Military officials had said that Rapid Response troops, an elite interior ministry division, recaptured the provincial government headquarters on Tuesday, as well as the central bank branch and the museum where militants filmed themselves destroying priceless statues in 2015.
"The museum is completely empty of all artifacts. They were stolen, possibly smuggled," Lami said. Reuters was not yet able to access the museum to verify.
Lami said most of the fighters that had fought around the governorate building were local but there were some foreigners.
"An order was issued for foreign fighters with families to withdraw with them. Those who do not have a family should stay and fight, whether foreign or local," he said.
The few families remaining in the nearby Dawasa district said the militants had set some of their homes on fire as security forces advanced and that the militants had fought among themselves.
Later on Wednesday, the Iraqi military said the army and paramilitary forces had taken full control of the last major road leading west out of Mosul towards the town of Tal Afar, state TV reported.
The 9th Armoured Division and two Shi'ite fighting groups had "isolated the right bank (western side of Mosul) from Tal Afar", it said.
The road links Mosul to Tal Afar, another IS stronghold 60 km (40 miles) to the west, and then to the Syrian border.
Militias which are part of the Mosul campaign began to close in on Tal Afar late last year, after the offensive was launched, and said they linked up with Kurdish fighters nearby to encircle the militants.
A 100,000-strong force of Iraqi military units, forces and Kurdish fighters, backed by a U.S.-led coalition, have fought since October in the intensive Mosul campaign.
Iraq's Prime Minister Haider Al Abadi said Iraq would continue hitting IS targets in Syria, as well as in neighbouring countries if they give their approval.
Abadi on February 24 announced the first Iraqi air strike on Syrian territory, targeting IS positions in retaliation for bomb attacks in Baghdad.

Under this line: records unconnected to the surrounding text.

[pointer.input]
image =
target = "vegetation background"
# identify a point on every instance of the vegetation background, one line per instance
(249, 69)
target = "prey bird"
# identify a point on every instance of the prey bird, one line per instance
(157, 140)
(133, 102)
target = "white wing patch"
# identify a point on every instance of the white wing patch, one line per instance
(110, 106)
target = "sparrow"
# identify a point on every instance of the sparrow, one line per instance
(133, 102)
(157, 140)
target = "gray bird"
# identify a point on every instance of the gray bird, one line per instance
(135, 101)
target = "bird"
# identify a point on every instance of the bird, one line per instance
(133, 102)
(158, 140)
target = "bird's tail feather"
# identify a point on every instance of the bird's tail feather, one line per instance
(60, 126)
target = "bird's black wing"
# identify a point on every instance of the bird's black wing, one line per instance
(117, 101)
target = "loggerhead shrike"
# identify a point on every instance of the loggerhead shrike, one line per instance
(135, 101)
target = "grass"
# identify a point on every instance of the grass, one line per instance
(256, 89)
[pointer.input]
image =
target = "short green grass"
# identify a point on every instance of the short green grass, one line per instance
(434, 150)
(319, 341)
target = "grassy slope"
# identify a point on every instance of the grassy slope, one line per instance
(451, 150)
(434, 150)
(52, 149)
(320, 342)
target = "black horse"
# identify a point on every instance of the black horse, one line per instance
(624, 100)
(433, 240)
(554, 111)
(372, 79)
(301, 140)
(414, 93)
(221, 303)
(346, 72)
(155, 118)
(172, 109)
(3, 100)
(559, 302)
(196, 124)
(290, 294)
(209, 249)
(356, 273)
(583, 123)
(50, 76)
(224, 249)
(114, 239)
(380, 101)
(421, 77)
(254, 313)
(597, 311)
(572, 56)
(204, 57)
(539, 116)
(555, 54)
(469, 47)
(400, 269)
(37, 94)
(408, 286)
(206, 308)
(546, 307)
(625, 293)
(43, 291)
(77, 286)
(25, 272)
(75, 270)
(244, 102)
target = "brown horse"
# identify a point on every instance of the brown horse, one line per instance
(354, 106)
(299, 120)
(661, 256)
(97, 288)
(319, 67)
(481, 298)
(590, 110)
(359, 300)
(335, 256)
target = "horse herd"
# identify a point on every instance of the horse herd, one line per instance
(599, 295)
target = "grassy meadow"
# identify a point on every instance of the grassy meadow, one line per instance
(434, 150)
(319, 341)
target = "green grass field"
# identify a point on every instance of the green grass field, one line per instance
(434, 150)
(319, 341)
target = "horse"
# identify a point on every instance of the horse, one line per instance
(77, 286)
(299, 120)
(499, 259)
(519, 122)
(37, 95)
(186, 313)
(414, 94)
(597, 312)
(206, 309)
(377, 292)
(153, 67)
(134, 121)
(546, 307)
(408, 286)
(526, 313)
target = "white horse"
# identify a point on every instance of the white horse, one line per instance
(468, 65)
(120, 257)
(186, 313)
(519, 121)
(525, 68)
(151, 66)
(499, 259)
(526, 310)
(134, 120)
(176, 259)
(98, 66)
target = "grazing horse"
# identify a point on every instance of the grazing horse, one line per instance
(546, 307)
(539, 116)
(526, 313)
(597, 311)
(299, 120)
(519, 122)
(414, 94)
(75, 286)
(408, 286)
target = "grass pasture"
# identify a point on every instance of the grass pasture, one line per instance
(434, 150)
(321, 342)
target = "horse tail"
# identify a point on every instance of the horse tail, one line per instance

"I respect the sovereignty of states, and I have secured the approval of Syria to strike positions (on its territory)," Abadi told a conference in the Iraqi Kurdish city of Sulaimaniya on Wednesday.
"I will not hesitate to strike the positions of the terrorists in the neighbouring countries. We will keep on fighting them," he said.
The ultra-hardline group has lost most cities it captured in northern and western Iraq in 2014 and 2015.
In Syria, it still holds Raqqa city as its main stronghold, as well as most of Deir Al Zor province, but is losing ground to an array of separate enemies, including U.S.-backed forces and the Russian-backed Syrian army.
The group has carried out bombings in Iraqi and Syrian cities as its caliphate has shrunk.